The bear market that started last year has taken countless stocks lower. A silver lining of the sell-off is it drove up dividend yields, since they move in the inverse of share prices. The yields on some well-known stocks rose to their highest levels in years, making them attractive to income-seeking investors. Two that stand out are Verizon (VZ 0.90%) and Intel (INTC -2.40%), which saw their dividend yields soar to roughly 7.5% and more than 5%, respectively. 

However, with their stock prices on an upswing after hitting bottom late last year, their dividend yields have fallen from those peaks. Here's a look at whether Verizon and Intel are still good buying opportunities for income-seeking investors.

The streak goes on

Shares of Verizon got shellacked last year. They were down more than 30% at one point, pushing the company's dividend yield up near 7.5%. 

The stocks have been on an upswing since bottoming out in October, putting them down less than 20% from the beginning of 2022. That has pushed the dividend yield down to its current level of 6.25%. While that's not as alluring as it had been, it's near the company's highest level since the financial crisis. Further, it's well above the market's average, given the S&P 500's 1.7% dividend yield. 

Verizon can easily cover its massive dividend payment. The telecom giant produced $28.2 billion of cash flow from operations through the third quarter, funding capital expenditures ($15.8 billion) and its dividend outlay ($8.1 billion) with room to spare ($4.3 billion). That allowed the company to maintain a strong, investment-grade balance sheet as debt declined, giving it a 2.7 times leverage ratio at the end of the third quarter. 

While Verizon's cash flow was under some pressure last year, its capital investments and recent actions on pricing and costs should boost its bottom line in the future. That should enable Verizon to continue growing its dividend, which it has done for 16 straight years, the longest current streak in the U.S. telecom sector. 

Making moves to fund its growth

Intel stock cratered last year, falling 50% at one point, driving its dividend yield well past 5%. The recent upswing in the stock price has cut that decline to around 40% while putting the dividend yield near 4.9%. That's still a historically high level for the semiconductor company.

The primary issue weighing on the stock last year was weakening demand due to a slowdown in tech spending. The company's revenue fell 20% in the third quarter, while earnings plunged 85%. Meanwhile, free cash flow was also under pressure. 

The weakness in free cash flow is a concern because Intel is investing heavily in building new manufacturing capacity. The company expected capital spending to reach $25 billion last year, which would consume its free cash flow. That meant Intel had to utilize its balance sheet to fund expansion and the dividend, the latter of which cost it nearly $4.5 billion through the first nine months of the year.

On a positive note, Intel has a cash-rich balance sheet, ending the third quarter with over $22.5 billion in cash against roughly $37.2 billion of debt. 
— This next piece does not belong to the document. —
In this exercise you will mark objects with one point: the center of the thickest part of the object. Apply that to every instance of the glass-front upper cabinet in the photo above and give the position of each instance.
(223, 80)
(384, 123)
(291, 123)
The company took some important steps to improve its free cash flow. It's undertaking a significant cost reduction effort that should cut expenses by $3 billion this year and up to $10 billion by 2025. The company also secured up to $15 billion in funding for two of its new semiconductor manufacturing sites in Arizona through a unique deal with Brookfield Infrastructure. The partnership will see Brookfield fund 49% of the estimated $30 billion cost in exchange for a similar share of its future revenue.

Intel also completed the initial public offering of its Mobileye unit, raising about $800 million. Mobileye will use most of that money to repay a debt owed to Intel, giving that company additional capital to fund expansion projects. 

These moves should bolster Intel's financial position, improving its ability to maintain and continue growing its hefty dividend. 

Enticing income options

While their shares have started to recover, Verizon and Intel still trade at attractive levels, given their historically high dividend yields. Meanwhile, both payouts are likely to rise in the future. Because of that, they still look like enticing investment opportunities for income-seeking investors these days.